(Adds California's attorney general spokesman comment,
NEW YORK Aug 5 California's attorney general
may sue Morgan Stanley over money-losing mortgage bonds
that the state's biggest public pension fund purchased in a $1.3
billion deal before the financial crisis, the bank said in a
securities filing on Tuesday.
The state's top lawyer "indicated that it has made certain
preliminary conclusions that the company made knowing and
material misrepresentations regarding (residential
mortgage-backed securities)," Morgan Stanley said in its 10-Q
filing with the U.S. Securities and Exchange Commission.
The attorney general also indicated "that it believes the
company's conduct violated California law and that it may seek
treble damages, penalties and injunctive relief," Morgan Stanley
said. The bank said it disagrees with the findings and presented
The alleged misrepresentations pertain to a structured
investment vehicle called Cheyne Finance LLC, which went
bankrupt in 2007. California's state pension fund, known as
CalPERS, bought $1.3 billion worth of the vehicle.
A spokesman for California Attorney General declined to
comment on the matter.

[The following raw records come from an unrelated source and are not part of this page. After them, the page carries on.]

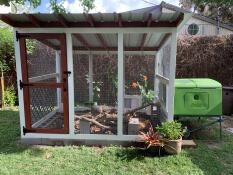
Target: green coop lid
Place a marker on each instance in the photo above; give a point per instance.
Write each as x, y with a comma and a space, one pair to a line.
184, 83
197, 82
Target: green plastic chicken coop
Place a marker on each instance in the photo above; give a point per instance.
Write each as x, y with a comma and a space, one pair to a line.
198, 97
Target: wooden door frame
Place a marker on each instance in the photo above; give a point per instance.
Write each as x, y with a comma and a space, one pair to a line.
26, 85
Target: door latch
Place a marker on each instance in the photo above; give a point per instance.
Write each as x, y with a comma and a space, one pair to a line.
67, 72
21, 84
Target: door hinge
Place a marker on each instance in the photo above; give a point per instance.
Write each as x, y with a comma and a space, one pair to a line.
17, 35
67, 72
21, 84
25, 130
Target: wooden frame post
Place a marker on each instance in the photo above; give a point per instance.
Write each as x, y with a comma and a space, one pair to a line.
58, 78
120, 90
70, 63
90, 78
171, 88
156, 81
19, 77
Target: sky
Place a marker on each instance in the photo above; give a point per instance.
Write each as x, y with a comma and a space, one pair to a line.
73, 6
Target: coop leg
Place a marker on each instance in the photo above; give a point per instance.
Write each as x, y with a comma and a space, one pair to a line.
220, 127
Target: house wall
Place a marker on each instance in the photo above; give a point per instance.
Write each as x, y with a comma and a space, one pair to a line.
205, 28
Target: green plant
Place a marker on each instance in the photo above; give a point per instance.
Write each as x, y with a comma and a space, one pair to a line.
10, 96
171, 130
97, 89
152, 138
147, 94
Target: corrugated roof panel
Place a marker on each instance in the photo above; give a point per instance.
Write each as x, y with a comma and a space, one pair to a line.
92, 40
132, 40
55, 42
18, 18
152, 40
103, 17
167, 16
111, 39
76, 42
46, 17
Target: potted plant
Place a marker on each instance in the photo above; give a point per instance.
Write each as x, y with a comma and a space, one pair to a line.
172, 133
152, 138
146, 92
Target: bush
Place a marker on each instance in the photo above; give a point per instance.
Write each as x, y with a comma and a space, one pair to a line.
171, 130
10, 96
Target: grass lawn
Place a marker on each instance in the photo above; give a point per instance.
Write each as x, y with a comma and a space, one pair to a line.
209, 158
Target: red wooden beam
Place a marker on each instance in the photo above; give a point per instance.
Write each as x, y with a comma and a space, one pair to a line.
148, 24
143, 41
57, 24
165, 38
82, 40
115, 48
49, 44
62, 20
119, 20
33, 20
102, 41
90, 19
7, 20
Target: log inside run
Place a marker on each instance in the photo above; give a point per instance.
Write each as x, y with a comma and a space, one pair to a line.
85, 117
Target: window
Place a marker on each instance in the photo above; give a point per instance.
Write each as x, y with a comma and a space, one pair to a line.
193, 29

A Morgan Stanley spokesman said the bank
had no comment beyond what is in the filing.
Morgan Stanley also said a separate mortgage litigation
matter reduced its second-quarter earnings per share by two
cents, to 92 cents per share instead of 94 cents per share. The
reduction stems from a $275 million settlement with the U.S.
Securities and Exchange Commission that Morgan Stanley reached
after initially reporting earnings on July 17.